Peter Neilson neilson at windstream.net
Tue Apr 30 16:29:03 EDT 2013


Again I'm probably a few days late and several dollars short on this  
discussion. My dear wife (who is a woman in spite of her childhood  
ambition at the age of five to grow up to be a boy) says that when she  
went for Chem Engineering at (well-known tech-and-boiler school that  
sounds like a famous brand of chicken) she discovered after two years of  
study that she had been "channeled" into the freshman curriculum for  
majoring in Chemistry, not Chem Eng. The engineering path was reserved for  
men! Granted, this was some time ago.

I notice, in counseling youngsters on career paths, that a great many  
girls "hate" mathematics. You cannot go anywhere in a tech career without  
mathematics, and allowing yourself to hate it rather than get it right is  
a tremendous blunder. Wishing that you understood Maxwell's equations does  
not get you an EE degree. Or at least it shouldn't. So girls allow  
themselves to be channeled into biology, where they mistakenly think they  
won't need mathematics, and where they hope for careers that do not exist.
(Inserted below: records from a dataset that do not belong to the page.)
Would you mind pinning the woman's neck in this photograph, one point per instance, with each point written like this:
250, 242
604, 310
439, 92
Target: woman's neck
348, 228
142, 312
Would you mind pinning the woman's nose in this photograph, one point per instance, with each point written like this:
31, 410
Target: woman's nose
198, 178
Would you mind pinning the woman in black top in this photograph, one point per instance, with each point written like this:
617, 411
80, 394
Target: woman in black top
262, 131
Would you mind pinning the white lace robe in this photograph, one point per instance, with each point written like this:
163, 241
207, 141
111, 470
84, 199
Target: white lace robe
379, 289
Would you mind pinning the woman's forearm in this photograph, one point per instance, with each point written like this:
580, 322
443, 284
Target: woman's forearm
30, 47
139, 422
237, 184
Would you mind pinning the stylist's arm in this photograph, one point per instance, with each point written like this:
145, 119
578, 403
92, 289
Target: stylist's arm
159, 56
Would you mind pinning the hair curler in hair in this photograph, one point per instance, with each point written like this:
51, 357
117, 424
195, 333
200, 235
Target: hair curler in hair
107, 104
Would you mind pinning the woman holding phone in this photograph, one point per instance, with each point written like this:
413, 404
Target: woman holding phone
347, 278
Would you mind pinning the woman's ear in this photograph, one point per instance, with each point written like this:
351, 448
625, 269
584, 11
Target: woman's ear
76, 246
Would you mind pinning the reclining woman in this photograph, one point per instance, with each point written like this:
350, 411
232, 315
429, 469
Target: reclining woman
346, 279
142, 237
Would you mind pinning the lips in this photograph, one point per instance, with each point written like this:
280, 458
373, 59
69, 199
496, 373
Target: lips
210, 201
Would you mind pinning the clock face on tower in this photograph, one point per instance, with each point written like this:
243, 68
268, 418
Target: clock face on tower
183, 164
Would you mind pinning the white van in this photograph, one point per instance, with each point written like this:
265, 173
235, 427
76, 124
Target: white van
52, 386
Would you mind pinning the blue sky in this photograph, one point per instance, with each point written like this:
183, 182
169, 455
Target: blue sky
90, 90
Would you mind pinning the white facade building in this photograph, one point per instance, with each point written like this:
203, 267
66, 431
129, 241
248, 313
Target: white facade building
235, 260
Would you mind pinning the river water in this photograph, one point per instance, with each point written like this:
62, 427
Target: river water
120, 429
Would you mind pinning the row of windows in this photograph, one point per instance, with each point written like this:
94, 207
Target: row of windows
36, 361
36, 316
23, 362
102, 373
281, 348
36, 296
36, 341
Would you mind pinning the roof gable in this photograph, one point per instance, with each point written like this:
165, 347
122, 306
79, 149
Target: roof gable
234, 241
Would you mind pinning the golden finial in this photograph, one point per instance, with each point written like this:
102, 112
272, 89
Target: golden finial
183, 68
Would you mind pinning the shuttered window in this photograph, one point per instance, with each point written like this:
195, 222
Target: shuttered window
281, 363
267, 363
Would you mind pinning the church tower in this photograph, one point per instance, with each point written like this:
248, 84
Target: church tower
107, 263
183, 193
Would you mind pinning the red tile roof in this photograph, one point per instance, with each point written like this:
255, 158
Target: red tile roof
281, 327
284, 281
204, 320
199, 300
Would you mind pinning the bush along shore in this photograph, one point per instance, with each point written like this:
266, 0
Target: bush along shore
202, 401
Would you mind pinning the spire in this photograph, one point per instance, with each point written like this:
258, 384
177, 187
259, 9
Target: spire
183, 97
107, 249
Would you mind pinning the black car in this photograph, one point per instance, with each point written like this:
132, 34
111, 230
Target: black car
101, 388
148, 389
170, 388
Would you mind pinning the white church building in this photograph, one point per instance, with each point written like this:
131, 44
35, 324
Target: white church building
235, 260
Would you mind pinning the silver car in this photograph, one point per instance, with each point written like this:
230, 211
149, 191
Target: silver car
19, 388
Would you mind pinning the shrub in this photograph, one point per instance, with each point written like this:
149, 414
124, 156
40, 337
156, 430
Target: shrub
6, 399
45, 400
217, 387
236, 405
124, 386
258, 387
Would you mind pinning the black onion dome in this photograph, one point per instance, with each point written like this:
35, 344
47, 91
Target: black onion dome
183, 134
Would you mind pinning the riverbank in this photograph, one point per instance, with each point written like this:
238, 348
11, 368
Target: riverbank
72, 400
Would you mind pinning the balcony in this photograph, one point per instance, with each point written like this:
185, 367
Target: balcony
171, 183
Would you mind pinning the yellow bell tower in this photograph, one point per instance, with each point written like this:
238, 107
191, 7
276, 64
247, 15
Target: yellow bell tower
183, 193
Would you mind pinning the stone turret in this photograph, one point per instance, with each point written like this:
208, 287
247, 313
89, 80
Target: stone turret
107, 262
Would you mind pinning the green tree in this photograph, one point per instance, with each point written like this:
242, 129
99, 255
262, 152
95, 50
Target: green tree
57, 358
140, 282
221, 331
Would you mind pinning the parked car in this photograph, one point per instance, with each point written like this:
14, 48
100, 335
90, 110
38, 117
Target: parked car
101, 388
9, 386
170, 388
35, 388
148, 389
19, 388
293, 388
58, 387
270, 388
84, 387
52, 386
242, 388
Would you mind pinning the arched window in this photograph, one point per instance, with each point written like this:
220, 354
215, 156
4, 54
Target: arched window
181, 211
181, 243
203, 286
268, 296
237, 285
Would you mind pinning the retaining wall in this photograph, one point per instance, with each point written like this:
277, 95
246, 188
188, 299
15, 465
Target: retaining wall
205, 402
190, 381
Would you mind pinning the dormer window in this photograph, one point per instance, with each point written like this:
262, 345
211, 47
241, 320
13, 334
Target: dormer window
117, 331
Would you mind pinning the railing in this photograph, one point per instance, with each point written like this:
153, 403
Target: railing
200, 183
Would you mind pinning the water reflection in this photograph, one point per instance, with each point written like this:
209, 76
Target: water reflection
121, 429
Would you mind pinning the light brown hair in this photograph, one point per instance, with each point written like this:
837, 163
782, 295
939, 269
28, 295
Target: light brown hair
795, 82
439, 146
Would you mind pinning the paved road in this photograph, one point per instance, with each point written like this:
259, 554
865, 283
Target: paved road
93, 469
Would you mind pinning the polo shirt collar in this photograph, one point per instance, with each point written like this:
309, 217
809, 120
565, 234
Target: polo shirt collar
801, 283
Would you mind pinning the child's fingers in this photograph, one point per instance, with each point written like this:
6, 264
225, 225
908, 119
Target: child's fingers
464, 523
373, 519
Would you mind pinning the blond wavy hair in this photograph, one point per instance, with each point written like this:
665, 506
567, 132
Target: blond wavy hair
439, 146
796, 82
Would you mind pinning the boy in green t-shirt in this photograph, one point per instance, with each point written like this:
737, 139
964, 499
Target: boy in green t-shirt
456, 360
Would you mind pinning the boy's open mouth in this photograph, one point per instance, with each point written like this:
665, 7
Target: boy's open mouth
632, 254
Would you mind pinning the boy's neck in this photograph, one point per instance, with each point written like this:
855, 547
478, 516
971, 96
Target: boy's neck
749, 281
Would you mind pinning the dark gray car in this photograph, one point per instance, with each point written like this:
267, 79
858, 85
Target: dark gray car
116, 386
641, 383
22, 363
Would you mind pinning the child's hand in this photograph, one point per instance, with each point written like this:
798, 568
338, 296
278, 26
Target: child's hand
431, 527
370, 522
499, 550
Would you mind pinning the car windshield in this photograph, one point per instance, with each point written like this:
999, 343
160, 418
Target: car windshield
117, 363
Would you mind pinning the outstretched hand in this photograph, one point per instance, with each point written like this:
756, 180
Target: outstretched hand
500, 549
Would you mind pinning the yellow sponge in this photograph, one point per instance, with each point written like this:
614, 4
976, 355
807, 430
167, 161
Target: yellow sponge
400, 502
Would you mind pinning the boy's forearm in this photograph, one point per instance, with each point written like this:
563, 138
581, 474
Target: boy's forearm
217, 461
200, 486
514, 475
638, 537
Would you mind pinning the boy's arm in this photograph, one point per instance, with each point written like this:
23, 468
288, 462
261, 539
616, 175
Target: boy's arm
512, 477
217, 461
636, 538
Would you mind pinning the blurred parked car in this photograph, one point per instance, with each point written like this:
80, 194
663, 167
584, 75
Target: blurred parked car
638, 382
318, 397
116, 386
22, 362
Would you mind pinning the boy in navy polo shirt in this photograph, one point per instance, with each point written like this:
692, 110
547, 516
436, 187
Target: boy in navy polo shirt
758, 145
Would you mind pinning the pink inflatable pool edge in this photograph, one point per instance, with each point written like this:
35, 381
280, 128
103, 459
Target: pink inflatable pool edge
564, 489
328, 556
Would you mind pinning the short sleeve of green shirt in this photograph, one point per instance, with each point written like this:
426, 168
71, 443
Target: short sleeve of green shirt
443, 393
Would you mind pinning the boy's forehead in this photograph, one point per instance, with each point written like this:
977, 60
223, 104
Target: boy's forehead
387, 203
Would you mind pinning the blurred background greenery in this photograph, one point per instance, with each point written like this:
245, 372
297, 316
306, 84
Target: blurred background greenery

Mathematics itself does not discriminate based on sex. Or rather, if it  
does (and the historical evidence suggests such) the mechanism is entirely  
a mystery to me. I am at a loss to explain why several girls in my  
high-school class were better at mathematics than I was, but today not one  
of them works in a technical, scientific or mathematical field. One (my  
accountant) did, but she has passed away.

My own niece majored in forestry, thinking she would like to work out in a  
forest, somewhere, and would not need difficult stuff like science and  
math. She then switched to art. Never graduated at all.

The education field is populated by people, especially women, who failed  
at mathematics. They counsel, possibly without explicit intention, that  
"math is too hard for girls." It's self-perpetuating, because of the  
expectation of failure.

On the other hand, I have seen men and women who had obtained PhD degrees  
in various fields become excellent tech writers.